Ahir zamanın en yaygın insan tipini mutantlara benzetebiliriz. Modernizm ve vahşi kapitalizmin göz alıcı ışınları yeryüzünde birçok bozulmaya sebebiyet verdi. Hava, su, gıda, din, madde-mana her değeri fesada çevirdi. Karada ve denizde her biri tek başına bir kavmin helakine sebebiyet veren bütün ifsatları destekledi ve yüceltti. Havadan gıdaya, maddeden manaya bütün bu ifsatlar mutant kişilikli insanları doğurdu.

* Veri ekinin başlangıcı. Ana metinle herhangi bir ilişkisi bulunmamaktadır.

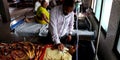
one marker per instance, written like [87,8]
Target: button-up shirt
[60,24]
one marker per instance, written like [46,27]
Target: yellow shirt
[42,10]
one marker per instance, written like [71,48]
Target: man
[61,23]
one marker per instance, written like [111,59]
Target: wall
[107,43]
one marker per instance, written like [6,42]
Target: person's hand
[58,46]
[69,38]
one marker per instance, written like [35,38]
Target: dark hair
[68,3]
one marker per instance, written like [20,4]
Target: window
[106,10]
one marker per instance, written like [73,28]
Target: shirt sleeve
[53,26]
[71,24]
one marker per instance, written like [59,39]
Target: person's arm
[53,27]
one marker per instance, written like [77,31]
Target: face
[67,10]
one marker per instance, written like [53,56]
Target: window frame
[116,42]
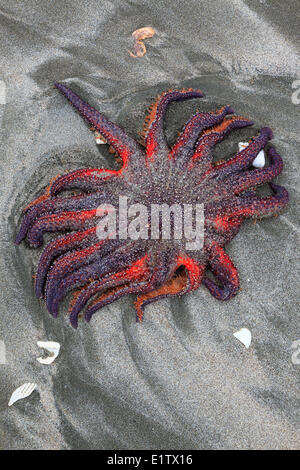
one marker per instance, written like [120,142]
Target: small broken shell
[244,336]
[22,392]
[139,35]
[259,161]
[52,347]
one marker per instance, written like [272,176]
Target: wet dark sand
[180,380]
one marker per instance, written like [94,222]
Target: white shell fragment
[259,161]
[100,139]
[244,336]
[22,392]
[52,347]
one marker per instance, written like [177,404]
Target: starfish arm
[153,133]
[58,247]
[115,135]
[254,178]
[203,153]
[183,148]
[180,284]
[137,272]
[75,220]
[225,272]
[78,268]
[56,205]
[244,158]
[112,295]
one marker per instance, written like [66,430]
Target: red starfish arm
[153,134]
[211,137]
[183,148]
[74,220]
[187,281]
[86,179]
[58,247]
[244,158]
[225,272]
[138,272]
[115,135]
[255,177]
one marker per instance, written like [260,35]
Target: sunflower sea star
[102,271]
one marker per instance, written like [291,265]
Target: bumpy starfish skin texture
[97,272]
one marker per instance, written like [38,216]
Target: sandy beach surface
[181,380]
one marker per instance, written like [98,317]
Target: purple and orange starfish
[102,271]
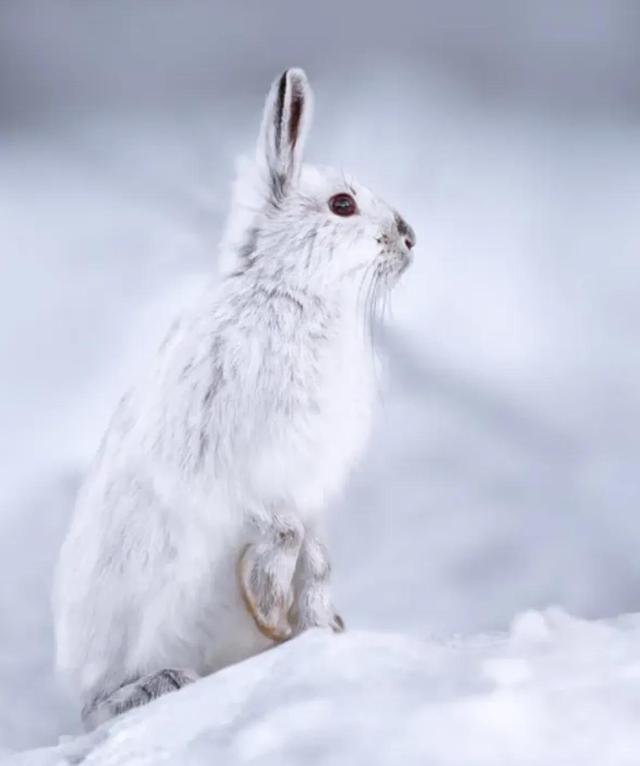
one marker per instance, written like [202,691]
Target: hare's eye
[343,204]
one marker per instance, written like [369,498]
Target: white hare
[197,538]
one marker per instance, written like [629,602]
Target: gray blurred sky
[63,57]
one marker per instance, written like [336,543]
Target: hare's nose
[406,233]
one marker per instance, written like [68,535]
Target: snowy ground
[503,473]
[555,690]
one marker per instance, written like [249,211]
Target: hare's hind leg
[134,694]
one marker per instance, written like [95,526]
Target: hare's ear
[287,115]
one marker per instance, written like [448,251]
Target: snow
[503,473]
[555,689]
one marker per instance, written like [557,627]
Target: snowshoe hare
[197,536]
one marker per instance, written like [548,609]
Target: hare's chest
[333,429]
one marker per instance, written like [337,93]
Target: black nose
[406,232]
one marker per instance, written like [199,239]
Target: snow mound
[554,690]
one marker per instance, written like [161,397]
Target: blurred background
[503,473]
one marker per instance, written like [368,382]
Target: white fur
[259,402]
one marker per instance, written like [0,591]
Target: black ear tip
[296,76]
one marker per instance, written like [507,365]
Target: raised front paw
[264,599]
[303,617]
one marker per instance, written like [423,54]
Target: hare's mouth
[393,263]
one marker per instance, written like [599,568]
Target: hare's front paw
[265,598]
[304,616]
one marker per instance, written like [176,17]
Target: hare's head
[312,223]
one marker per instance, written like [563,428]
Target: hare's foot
[134,694]
[313,606]
[266,572]
[306,617]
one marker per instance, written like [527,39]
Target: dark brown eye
[343,204]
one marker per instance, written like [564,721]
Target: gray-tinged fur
[197,537]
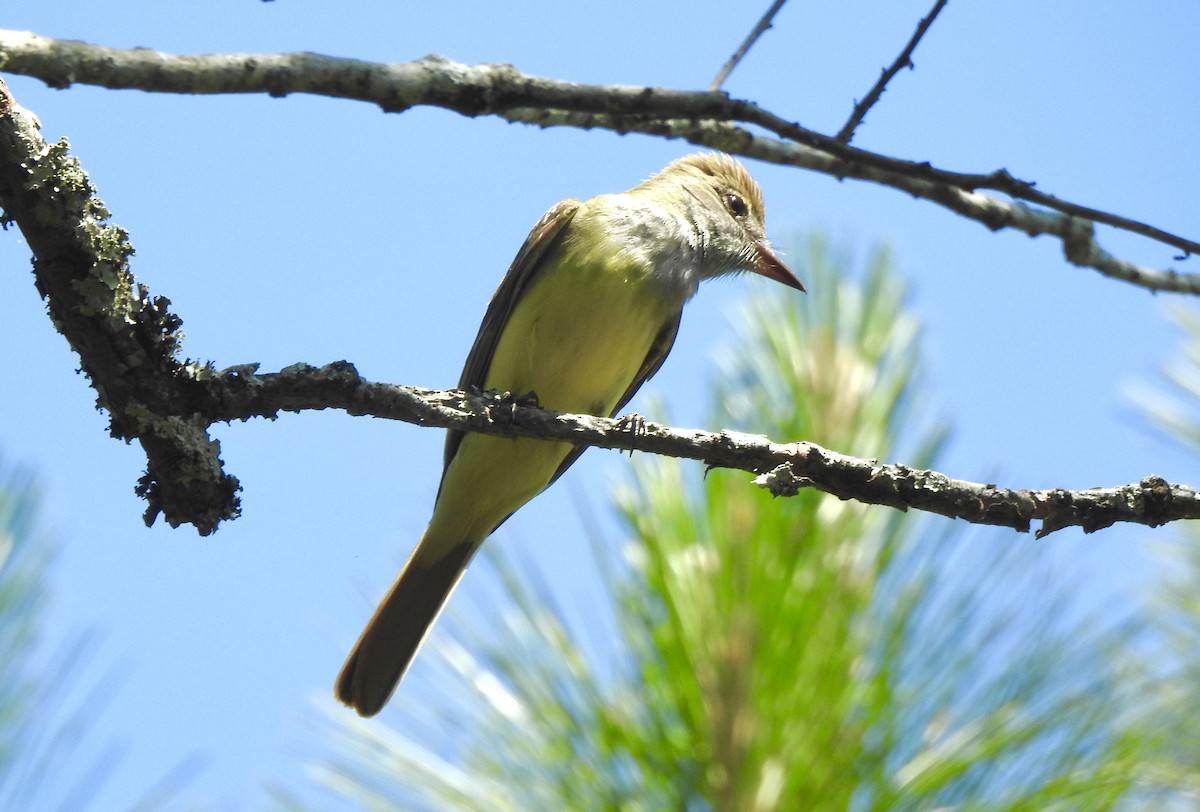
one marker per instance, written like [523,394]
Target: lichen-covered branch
[708,119]
[129,346]
[127,342]
[784,468]
[886,76]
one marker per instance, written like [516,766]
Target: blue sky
[311,229]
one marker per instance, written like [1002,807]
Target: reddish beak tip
[769,265]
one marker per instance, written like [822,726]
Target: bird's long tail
[401,623]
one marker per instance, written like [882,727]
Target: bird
[585,316]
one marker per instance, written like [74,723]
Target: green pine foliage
[777,654]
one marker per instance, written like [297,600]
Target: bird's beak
[768,264]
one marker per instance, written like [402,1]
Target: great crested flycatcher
[586,314]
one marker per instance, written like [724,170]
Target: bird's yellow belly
[577,344]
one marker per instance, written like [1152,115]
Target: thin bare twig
[903,60]
[747,44]
[783,468]
[129,347]
[701,118]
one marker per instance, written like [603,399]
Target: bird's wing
[523,269]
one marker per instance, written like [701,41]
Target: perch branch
[129,346]
[708,119]
[784,468]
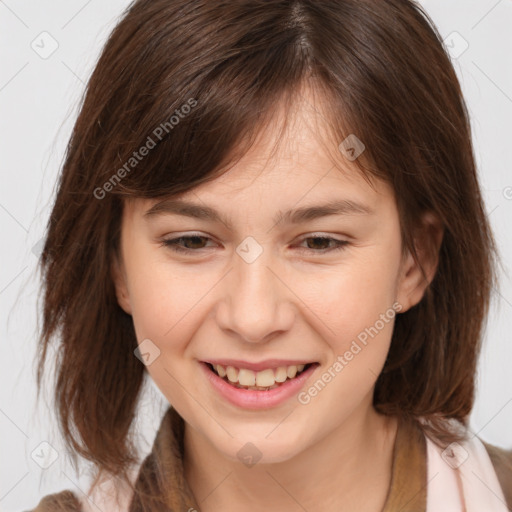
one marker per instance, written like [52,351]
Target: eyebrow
[296,216]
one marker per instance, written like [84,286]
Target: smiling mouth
[264,380]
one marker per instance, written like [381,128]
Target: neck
[347,469]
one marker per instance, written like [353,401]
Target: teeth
[268,378]
[232,374]
[281,375]
[246,377]
[291,371]
[265,378]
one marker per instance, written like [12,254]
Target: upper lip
[256,367]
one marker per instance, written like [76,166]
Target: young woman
[271,209]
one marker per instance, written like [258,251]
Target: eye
[191,240]
[195,243]
[322,241]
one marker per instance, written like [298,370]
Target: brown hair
[387,78]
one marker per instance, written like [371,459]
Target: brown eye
[321,244]
[191,243]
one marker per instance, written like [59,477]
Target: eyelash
[173,244]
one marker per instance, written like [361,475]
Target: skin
[335,453]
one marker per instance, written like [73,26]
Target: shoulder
[64,501]
[502,461]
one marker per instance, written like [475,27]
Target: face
[259,285]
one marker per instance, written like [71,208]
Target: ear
[427,242]
[119,279]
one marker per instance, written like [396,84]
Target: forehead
[294,160]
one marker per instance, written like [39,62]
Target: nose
[256,303]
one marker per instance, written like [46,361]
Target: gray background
[39,94]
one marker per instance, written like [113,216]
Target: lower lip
[252,399]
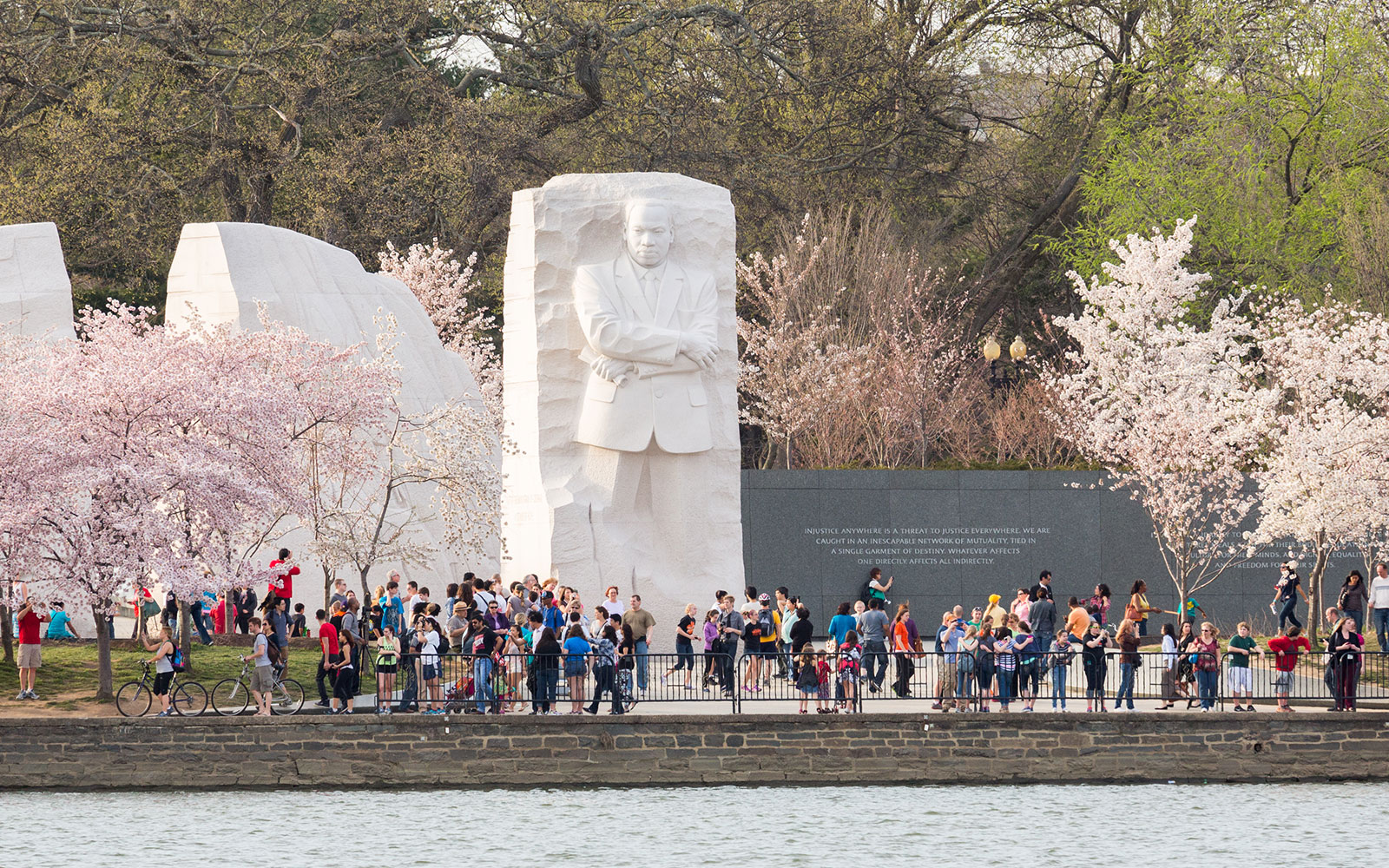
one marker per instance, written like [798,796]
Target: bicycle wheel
[132,699]
[229,698]
[189,699]
[288,698]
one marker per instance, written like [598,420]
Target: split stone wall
[399,752]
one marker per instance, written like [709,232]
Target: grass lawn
[69,677]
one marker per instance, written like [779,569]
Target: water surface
[844,826]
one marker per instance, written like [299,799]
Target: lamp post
[1004,377]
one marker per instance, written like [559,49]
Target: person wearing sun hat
[995,613]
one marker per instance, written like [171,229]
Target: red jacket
[284,583]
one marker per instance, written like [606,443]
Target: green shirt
[1242,642]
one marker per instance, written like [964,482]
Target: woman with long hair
[900,638]
[847,668]
[1206,649]
[1095,666]
[1127,639]
[984,663]
[1138,608]
[576,666]
[546,673]
[388,657]
[1168,667]
[1101,601]
[1353,599]
[1345,646]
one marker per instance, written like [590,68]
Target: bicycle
[135,698]
[231,696]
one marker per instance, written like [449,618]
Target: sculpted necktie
[649,289]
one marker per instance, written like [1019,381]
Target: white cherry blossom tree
[1323,481]
[1167,402]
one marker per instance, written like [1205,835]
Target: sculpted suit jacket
[666,395]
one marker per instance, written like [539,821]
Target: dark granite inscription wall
[958,536]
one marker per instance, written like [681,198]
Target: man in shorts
[1287,650]
[263,677]
[30,657]
[1242,646]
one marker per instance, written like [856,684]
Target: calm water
[659,828]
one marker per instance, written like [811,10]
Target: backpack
[964,661]
[178,661]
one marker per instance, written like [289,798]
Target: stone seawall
[215,753]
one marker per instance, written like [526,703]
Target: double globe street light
[1004,378]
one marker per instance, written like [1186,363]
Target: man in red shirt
[330,659]
[30,650]
[284,583]
[1287,650]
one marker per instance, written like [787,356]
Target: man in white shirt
[611,603]
[1379,603]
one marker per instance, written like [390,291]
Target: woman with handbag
[1092,659]
[1138,608]
[576,666]
[546,671]
[604,667]
[1168,667]
[1353,599]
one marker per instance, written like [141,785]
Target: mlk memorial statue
[622,460]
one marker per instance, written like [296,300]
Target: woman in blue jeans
[1206,648]
[964,668]
[546,663]
[1127,639]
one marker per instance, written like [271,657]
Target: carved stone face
[649,233]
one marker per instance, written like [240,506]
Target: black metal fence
[872,681]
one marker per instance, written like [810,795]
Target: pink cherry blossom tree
[851,352]
[1321,483]
[149,449]
[1167,403]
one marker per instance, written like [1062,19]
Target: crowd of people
[486,643]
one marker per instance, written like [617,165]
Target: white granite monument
[222,270]
[622,377]
[35,292]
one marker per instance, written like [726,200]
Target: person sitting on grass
[263,677]
[60,624]
[1242,646]
[1285,661]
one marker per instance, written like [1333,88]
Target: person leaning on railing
[1287,650]
[1206,650]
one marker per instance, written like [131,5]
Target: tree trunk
[328,585]
[6,635]
[365,594]
[104,691]
[1314,590]
[185,634]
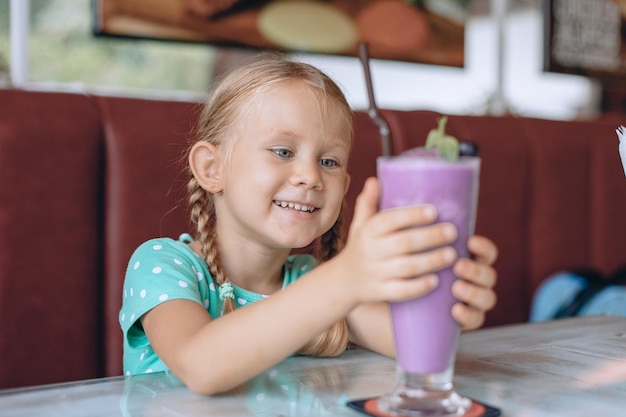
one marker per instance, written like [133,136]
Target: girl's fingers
[477,273]
[366,204]
[468,318]
[415,240]
[483,249]
[474,296]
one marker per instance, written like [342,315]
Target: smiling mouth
[295,206]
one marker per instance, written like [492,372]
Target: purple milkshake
[424,329]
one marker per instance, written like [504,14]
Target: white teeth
[295,206]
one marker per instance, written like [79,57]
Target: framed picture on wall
[586,37]
[420,31]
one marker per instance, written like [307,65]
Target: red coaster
[369,406]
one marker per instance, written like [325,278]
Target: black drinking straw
[372,111]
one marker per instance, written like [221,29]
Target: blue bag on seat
[585,293]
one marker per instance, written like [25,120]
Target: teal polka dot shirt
[165,269]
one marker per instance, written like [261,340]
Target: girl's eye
[283,153]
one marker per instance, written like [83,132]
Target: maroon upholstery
[50,238]
[145,194]
[84,180]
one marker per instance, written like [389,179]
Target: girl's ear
[206,164]
[346,184]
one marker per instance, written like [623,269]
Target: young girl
[269,174]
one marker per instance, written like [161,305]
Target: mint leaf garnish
[446,145]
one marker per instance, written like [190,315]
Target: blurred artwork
[586,37]
[420,31]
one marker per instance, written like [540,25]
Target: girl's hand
[474,289]
[385,252]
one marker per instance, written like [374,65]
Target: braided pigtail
[332,241]
[334,340]
[203,215]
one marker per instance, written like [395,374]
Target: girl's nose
[307,174]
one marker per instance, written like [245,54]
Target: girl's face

Kimdir bu mutant insanlar?

1. Mutantların sabiteleri yoktur. Onlar menfaatleri neyi gerektiriyorsa onu tercih eden omurgasız, pragmatist varlıklardır:

“Onlar küfür ile iman (inkârcılarla inananlar) arasında bocalayıp durmaktadır. Ne onlara ne de bunlara (ne Müslümanlara yâr olurlar ne de kefirlere). İşte böyle, Allah’ın (kötü niyet ve eyleminden dolayı) sapıklıkta bıraktığı kimseye sen çıkış yolu bulamazsın.” Nisa, 4/143.

2. İçleri boş olduğu için bütün himmetlerini dış cepheye, kılık-kıyafet ve sözlerini süslemeye verirler, kaportaya çok aşırı dikkat ederler:

“Onları gördüğün zaman kalıpları (görünüşleri) senin hoşuna gider, onları beğenirsin. Konuştuklarında sözlerine kulak verir (onları samimi zanneder)sin. Gerçekte ise onlar, âdeta duvara dayatılan, ruhsuz kütüklere benzerler. (Bu dayanıksızlıklarından dolayı da) her çağrıyı kendileri aleyhinde sanırlar. Onlar (İslam’a ve Müslümanlara) düşmandırlar. Bu yüzden onlara karşı dikkatli olun! Allah onları kahretsin! Sürekli sapkınlık içinde bâtıl davalar peşinde nasıl da koşturuluyorlar.” Münafıkun, 63/4.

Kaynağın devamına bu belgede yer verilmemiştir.